他人との比較ではなく、その人自身のものの見方や取り組み方を、ポジティブに見ましょう。
・消極的 → 慎重に丁寧に考える
・すぐ飽きる → 好奇心が大きく、いろんなことを試してみる
・自分勝手 → 自分の意見をしっかり持って考えようとしている
・頭が悪い → これはN G!頭が良い悪いではなく、ユニークな発想・感性を持つ、など
大人自身がものの見方を創造的・多角的・メタ的に広げながら、こどもたちの根本を信じて向かい合うと良いと思います。
ただし、人や生物を傷つけたり、自分や誰かを否定したり、あまりに危険なことをしてしまう時は、しっかり目を見て(同じ高さの目線で)、何がいけないと思うか、大人に伝えるのと同じように本気で伝え、こどもと一緒に議論してみましょう。こどもはこども扱いする必要はなく、小さな大人として、しっかり向き合ってあげることで、こども自身も生きることの喜びや自信を育んでいくはずです。
大人も一緒に失敗したってOK。それが子どもたちの刺激・勇気に
ここまで、お子さんの創造性発揮のための活動例を、テーマ別に描いてきましたが、実はこれらは大人も一緒!お母さんお父さんも、こどもの時の発見・発明の喜び・驚きを忘れず、いろんな不思議を面白がりながら、ああでもないこうでもないと(自分にあった活動・プロジェクトにて)試行錯誤してみてください。時に、間違えたり失敗することももちろんO K!感情を揺らすことも良いと思います。歴史上の天才と呼ばれる方々も、みんな、たくさんたくさんの間違えや失敗や苦しみの中から、多様な新しい視点を生み出してきました。

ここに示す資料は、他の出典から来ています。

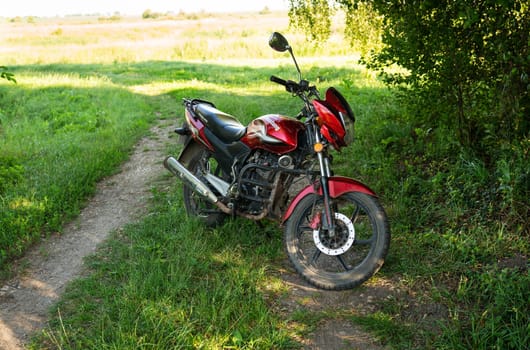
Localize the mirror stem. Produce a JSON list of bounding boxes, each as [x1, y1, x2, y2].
[[287, 46, 302, 81]]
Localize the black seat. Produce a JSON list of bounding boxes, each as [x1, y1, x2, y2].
[[195, 103, 247, 143]]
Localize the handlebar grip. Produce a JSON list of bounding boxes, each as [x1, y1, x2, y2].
[[271, 75, 287, 86]]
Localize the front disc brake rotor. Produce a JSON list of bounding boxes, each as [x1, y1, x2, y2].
[[313, 213, 355, 256]]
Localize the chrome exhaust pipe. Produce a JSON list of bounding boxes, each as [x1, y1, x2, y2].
[[164, 157, 218, 204]]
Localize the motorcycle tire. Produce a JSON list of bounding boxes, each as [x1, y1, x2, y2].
[[182, 150, 227, 227], [284, 192, 390, 290]]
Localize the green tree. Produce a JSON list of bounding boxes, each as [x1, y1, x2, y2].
[[290, 0, 530, 155]]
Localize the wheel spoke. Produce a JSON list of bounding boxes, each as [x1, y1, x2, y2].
[[354, 238, 374, 245], [337, 255, 351, 271], [350, 206, 361, 224]]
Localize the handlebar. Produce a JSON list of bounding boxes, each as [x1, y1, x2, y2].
[[271, 75, 287, 86], [271, 75, 316, 95]]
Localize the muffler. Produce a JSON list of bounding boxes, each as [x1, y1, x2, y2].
[[164, 156, 218, 202]]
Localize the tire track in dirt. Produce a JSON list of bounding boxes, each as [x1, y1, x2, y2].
[[0, 121, 391, 350], [0, 121, 169, 350]]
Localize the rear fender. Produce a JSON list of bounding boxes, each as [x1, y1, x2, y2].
[[282, 176, 377, 224]]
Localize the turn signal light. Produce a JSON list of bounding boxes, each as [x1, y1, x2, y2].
[[313, 143, 324, 153]]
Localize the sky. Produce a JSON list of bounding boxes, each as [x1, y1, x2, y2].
[[0, 0, 288, 17]]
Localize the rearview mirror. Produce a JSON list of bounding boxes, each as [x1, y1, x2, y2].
[[269, 32, 291, 52]]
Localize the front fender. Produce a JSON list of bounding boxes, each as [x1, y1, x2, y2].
[[282, 176, 377, 224]]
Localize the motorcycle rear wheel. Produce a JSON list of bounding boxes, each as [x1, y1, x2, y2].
[[284, 192, 390, 290], [182, 150, 226, 227]]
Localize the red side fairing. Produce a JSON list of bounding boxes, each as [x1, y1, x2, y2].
[[186, 109, 213, 151], [282, 176, 377, 223], [241, 114, 305, 154], [313, 87, 355, 150]]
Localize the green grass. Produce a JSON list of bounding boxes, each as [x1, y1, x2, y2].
[[36, 192, 294, 349], [0, 11, 530, 349]]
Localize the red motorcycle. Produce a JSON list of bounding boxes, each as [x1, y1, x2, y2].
[[164, 32, 390, 290]]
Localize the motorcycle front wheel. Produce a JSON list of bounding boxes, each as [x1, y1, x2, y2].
[[284, 192, 390, 290], [182, 150, 226, 227]]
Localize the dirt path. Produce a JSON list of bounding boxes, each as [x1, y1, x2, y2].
[[0, 122, 170, 350], [0, 121, 391, 350]]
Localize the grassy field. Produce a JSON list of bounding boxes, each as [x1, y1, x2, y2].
[[0, 14, 530, 349]]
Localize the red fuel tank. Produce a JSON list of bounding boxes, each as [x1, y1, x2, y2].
[[241, 114, 305, 154]]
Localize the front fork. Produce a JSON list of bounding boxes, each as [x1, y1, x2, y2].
[[314, 130, 335, 237]]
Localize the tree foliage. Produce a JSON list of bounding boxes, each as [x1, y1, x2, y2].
[[0, 66, 17, 83], [290, 0, 530, 155]]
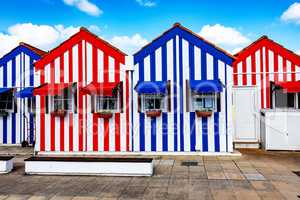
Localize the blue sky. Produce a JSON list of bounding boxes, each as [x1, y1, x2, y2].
[[0, 0, 300, 54]]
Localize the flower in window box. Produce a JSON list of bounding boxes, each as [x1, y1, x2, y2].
[[146, 110, 161, 117], [51, 109, 67, 117], [0, 110, 8, 116], [96, 111, 113, 119], [195, 110, 212, 117]]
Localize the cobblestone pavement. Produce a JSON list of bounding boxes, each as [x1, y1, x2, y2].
[[0, 150, 300, 200]]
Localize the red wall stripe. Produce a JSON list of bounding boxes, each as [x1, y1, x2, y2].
[[242, 59, 247, 85], [125, 71, 130, 151], [69, 113, 74, 152], [114, 60, 123, 151], [292, 63, 296, 81], [91, 46, 99, 151], [274, 52, 278, 82], [40, 69, 45, 151], [260, 48, 265, 108], [233, 62, 238, 85], [282, 57, 287, 81], [78, 42, 83, 151], [265, 48, 270, 108], [251, 53, 256, 85]]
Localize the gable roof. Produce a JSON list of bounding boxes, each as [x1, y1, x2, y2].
[[235, 35, 300, 65], [35, 27, 127, 70], [0, 42, 47, 65], [134, 23, 235, 64]]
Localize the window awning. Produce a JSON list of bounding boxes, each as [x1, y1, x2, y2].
[[190, 80, 223, 93], [0, 88, 13, 94], [15, 87, 34, 98], [275, 81, 300, 93], [135, 81, 168, 94], [81, 82, 120, 96], [33, 83, 73, 96]]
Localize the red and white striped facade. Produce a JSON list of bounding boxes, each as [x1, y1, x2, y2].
[[35, 28, 130, 153], [233, 36, 300, 109]]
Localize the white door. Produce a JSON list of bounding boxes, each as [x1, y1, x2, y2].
[[233, 87, 259, 142]]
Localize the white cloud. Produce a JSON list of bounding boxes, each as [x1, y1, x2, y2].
[[110, 34, 148, 54], [199, 24, 250, 53], [135, 0, 156, 7], [0, 23, 79, 56], [281, 2, 300, 24], [63, 0, 103, 16]]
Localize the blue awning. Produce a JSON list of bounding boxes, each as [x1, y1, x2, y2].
[[0, 88, 12, 94], [135, 81, 167, 94], [190, 80, 223, 93], [15, 87, 34, 98]]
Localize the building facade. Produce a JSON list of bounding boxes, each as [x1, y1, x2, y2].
[[233, 36, 300, 147], [0, 43, 45, 145], [132, 24, 234, 152], [34, 28, 130, 153]]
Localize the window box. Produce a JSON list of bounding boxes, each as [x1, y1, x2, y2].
[[51, 109, 67, 117], [146, 110, 162, 118], [195, 110, 212, 118], [0, 110, 8, 117], [95, 112, 113, 119]]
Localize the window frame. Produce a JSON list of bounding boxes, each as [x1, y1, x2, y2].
[[191, 93, 218, 112], [50, 87, 74, 113], [272, 88, 300, 110], [141, 94, 167, 113], [0, 91, 15, 113], [93, 95, 120, 113]]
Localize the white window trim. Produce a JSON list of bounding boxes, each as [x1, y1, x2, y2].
[[2, 95, 15, 113], [141, 94, 168, 113], [94, 95, 120, 113], [50, 89, 74, 113], [272, 90, 300, 110], [190, 93, 218, 112]]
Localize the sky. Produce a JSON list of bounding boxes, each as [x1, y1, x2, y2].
[[0, 0, 300, 56]]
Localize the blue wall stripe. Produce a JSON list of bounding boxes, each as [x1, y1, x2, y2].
[[213, 58, 220, 152], [179, 37, 184, 151], [29, 57, 34, 86], [202, 117, 208, 152], [150, 51, 157, 151], [11, 113, 16, 144], [189, 43, 196, 151], [134, 27, 234, 65], [2, 116, 7, 144], [214, 112, 220, 152], [161, 44, 172, 151], [151, 117, 156, 151], [139, 61, 145, 151], [172, 37, 178, 151]]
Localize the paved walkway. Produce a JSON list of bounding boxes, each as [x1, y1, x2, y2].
[[0, 150, 300, 200]]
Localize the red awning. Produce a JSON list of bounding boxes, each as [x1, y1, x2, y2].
[[33, 83, 72, 96], [275, 81, 300, 93], [81, 82, 119, 96]]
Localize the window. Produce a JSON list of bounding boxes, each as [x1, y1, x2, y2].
[[273, 89, 296, 108], [192, 93, 217, 111], [96, 96, 119, 112], [142, 95, 165, 111], [52, 89, 72, 112], [0, 92, 14, 111]]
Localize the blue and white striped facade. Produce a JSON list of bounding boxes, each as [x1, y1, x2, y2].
[[131, 24, 233, 152], [0, 43, 41, 145]]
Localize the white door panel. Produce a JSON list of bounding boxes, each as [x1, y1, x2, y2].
[[233, 87, 259, 142]]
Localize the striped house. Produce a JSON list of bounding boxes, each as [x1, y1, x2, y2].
[[233, 36, 300, 147], [0, 43, 45, 145], [34, 28, 129, 153], [132, 23, 234, 152]]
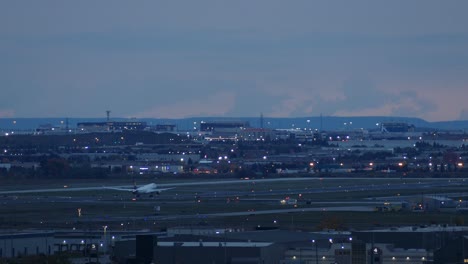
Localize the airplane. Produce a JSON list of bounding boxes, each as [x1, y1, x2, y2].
[[105, 183, 174, 197]]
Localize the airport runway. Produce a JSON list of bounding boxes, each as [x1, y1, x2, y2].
[[0, 178, 468, 195]]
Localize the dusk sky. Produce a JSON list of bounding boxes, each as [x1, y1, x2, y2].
[[0, 0, 468, 121]]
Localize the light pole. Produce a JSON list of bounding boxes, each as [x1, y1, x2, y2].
[[312, 239, 318, 264]]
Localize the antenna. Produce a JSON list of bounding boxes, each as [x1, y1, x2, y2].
[[320, 113, 323, 131], [260, 113, 263, 129]]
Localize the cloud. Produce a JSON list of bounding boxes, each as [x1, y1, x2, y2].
[[458, 108, 468, 120], [0, 109, 15, 118], [132, 91, 236, 118]]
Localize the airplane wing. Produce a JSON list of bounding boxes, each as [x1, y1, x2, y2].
[[103, 187, 135, 192], [153, 187, 175, 192]]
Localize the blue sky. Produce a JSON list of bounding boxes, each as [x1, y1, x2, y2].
[[0, 0, 468, 121]]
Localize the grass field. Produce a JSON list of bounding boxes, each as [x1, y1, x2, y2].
[[0, 178, 468, 230]]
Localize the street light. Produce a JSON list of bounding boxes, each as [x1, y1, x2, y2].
[[312, 239, 318, 264]]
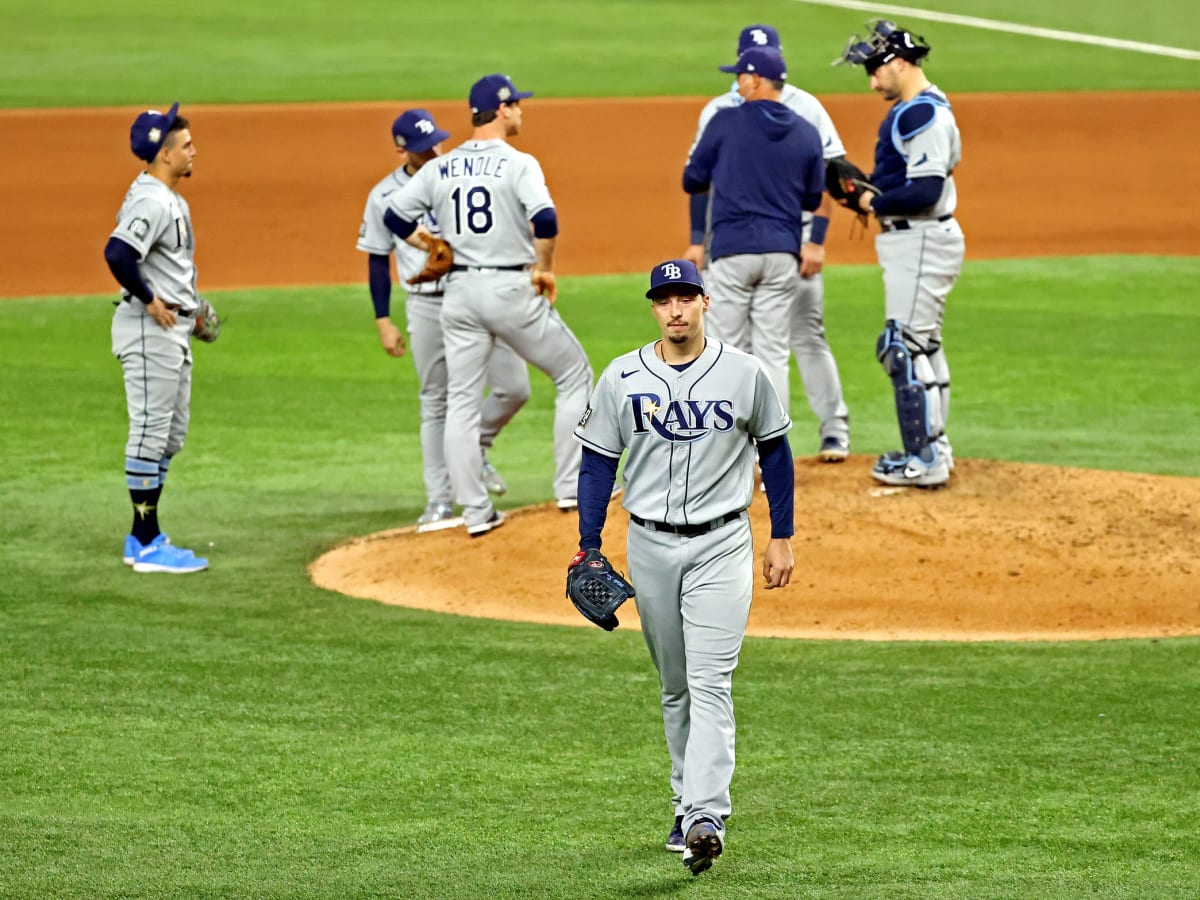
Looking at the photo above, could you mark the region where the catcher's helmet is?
[830,19,929,74]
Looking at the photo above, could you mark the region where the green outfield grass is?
[0,257,1200,899]
[0,0,1200,107]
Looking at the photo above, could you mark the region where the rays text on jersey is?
[629,394,733,443]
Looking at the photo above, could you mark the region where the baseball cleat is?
[818,434,850,462]
[667,816,688,853]
[683,818,725,875]
[133,541,209,575]
[416,503,463,534]
[121,532,170,565]
[481,450,509,496]
[871,450,950,487]
[467,510,504,538]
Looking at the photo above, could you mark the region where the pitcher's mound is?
[310,456,1200,641]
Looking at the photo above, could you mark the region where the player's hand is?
[376,316,408,356]
[529,269,558,306]
[139,296,175,329]
[800,241,824,278]
[762,538,796,590]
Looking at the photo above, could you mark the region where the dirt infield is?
[7,92,1200,640]
[311,456,1200,641]
[0,91,1200,296]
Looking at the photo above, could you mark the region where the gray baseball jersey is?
[112,172,198,312]
[386,139,554,266]
[356,166,445,294]
[575,338,792,524]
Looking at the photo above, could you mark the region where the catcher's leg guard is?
[875,319,941,463]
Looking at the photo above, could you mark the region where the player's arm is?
[758,434,796,590]
[529,206,558,304]
[576,446,620,550]
[104,236,175,328]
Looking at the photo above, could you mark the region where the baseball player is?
[834,19,966,487]
[104,103,209,575]
[575,259,794,875]
[684,24,850,462]
[384,74,592,536]
[358,109,529,532]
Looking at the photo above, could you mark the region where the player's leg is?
[477,272,592,509]
[750,253,800,409]
[479,340,529,493]
[791,266,850,451]
[679,517,754,832]
[442,272,496,534]
[404,294,454,513]
[112,301,208,572]
[625,522,691,840]
[704,253,762,353]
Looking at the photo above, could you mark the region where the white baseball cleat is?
[416,503,463,534]
[871,450,950,487]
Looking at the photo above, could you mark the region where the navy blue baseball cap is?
[646,259,704,300]
[738,25,784,56]
[130,102,179,162]
[720,47,787,82]
[469,74,533,113]
[391,109,450,154]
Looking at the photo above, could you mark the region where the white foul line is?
[792,0,1200,60]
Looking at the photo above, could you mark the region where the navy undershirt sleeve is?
[576,446,619,550]
[688,191,708,244]
[104,238,154,304]
[758,434,796,538]
[367,253,391,319]
[529,206,558,238]
[871,175,946,216]
[383,210,416,240]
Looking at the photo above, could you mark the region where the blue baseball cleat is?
[133,541,209,575]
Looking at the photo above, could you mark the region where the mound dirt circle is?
[310,456,1200,641]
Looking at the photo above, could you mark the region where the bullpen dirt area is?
[0,92,1200,640]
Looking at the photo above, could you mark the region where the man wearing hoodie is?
[683,47,826,448]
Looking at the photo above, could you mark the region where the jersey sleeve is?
[516,155,554,218]
[746,359,792,440]
[904,110,954,179]
[379,166,437,225]
[355,186,394,256]
[575,364,625,457]
[112,197,174,259]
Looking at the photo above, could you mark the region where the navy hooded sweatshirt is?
[683,100,826,259]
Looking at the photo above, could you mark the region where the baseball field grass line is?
[0,258,1200,899]
[0,0,1200,108]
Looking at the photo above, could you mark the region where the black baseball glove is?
[826,156,880,216]
[566,548,635,631]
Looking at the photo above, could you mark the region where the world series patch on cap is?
[130,102,179,162]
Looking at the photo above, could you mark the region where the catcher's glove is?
[566,548,634,631]
[826,156,880,216]
[408,235,454,284]
[192,296,221,343]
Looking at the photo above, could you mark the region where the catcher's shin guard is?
[875,319,941,462]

また、親が一生懸命試行錯誤していたり、時には間違えながらも考えたり取り組んだり…。
ワクワク・ドキドキしている様子を見ることは、子どもたちにとっても刺激・勇気になります。子どもたちが一生懸命遊んでいる傍で、お母さんお父さんも等身大で何か(別のことにでも)に悪戦苦闘し、感情を動かしながら色々な発見・発明・失敗を繰り返す姿を見ているうちに「自分は自分でいいんだ」という感覚や自信も身についてくるはずです。
同時に、それは、大人側の生きる力・喜びにもつながるはずです。大人はいつまでも大きな子どもであり、子どもは小さな大人です。互いに年齢を超えて、対等にぶつかり合ったり尊敬しあったりする中で、お互いの主体性が花開いていくのではないかと思います。
親だって”やる気にならない”もある。それを認めつつ「与えるお勉強」にならないよう、子どもと伴走(伴奏)を。
今回の事例の中で何度か写真でも登場いただいた、こども園「さくら」では、本当にワクワクするような、子どもたち主体の遊び・探究・プロジェクトがどんどん自発的に起こっています。その仕掛けは実は(その創造に伴走・伴奏している)保育者側のマインドセットにもあるのかもしれません。
こども園「さくら」園長の堀昌浩先生は、大人・こどもが<共主体>という考え方が、実は育児の中ではとても大事なのではないかとおっしゃっています。大人(こどもにとっては学びや人生の伴走・伴奏者)が、同時に「主体的なマインドセット」を獲得すること、その過程でいろんな気持ちを動的に動かしていくメンタルローテーションを何度も回し、メタ認知的に物事を捉えられるようになっていくことが大事だと。それがないと[STEAM]はただのお勉強になってしまうのではないかと。
ぜひ、なかなかうまくいかない・なかなかやる気にならない(!?
*メタ認知…メタ=「高次の」。自分の記憶・感情・思考等を客観的にとらえ、その認知をより高い視点から認識すること。
奇しくも、新型コロナウイルスの影響でおうちでの活動が多くなってしまった時期に、前編、後編のアイデア紹介がリリースされる形となりました。先に「制約」について述べましたが、今のコロナによる制約は、もしかしたら逆に創造性を育んでくれるかもしれません。少しでもヒントにしていただき、まずはくれぐれも心身の健康・安全をとにかく大事に、その上でなるべくワクワク日々を過ごしていただけますように。
そして、本企画をヒントに何か面白い作品やプロジェクトができたら、その過程などを含め、ぜひ教えてください。一人一人が社会を動かす今。ぜひ、こどもも大人も一緒に、多様な視点を持ちながら、素敵な未来を作っていきましょう。